For Lee, it was the ability to correct an error on the map. “That frustration that I had in the beginning is no longer there because now I have the power to change and fix what is not right, and I don’t get lost anymore.
“But it’s not just that, I feel that we can rely on each other for support, and it’s a great way to make friends who have become very dear to me.”

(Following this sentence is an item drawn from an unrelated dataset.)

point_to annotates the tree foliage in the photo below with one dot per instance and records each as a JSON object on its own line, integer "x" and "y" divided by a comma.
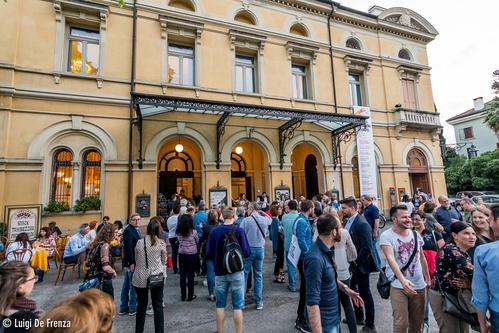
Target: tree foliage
{"x": 492, "y": 113}
{"x": 479, "y": 173}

As editors, they get to be the first to try new features, being part of the beta tester group. This is especially true for localised features that do not go out to all users at once.
They see it as a nice gesture from Waze when they get special swag and merchandise every now and then – it’s all stuff that can’t be bought from a store.
When asked to share their thoughts on what qualities are needed to be an editor, Yus was only half joking when he said, “You must be a Waze app user, or else you won’t understand the issues faced. Patience and the desire to help people is also key. Knowledge of mapping is not required as there will be more experienced editors to guide you, but it can be helpful.”
Lee agrees, adding: “You need to have the passion to contribute and a certain level of selflessness. But I’m not going to say it’s all give and no take. Join in to have fun – all the better if you are a sociable person.”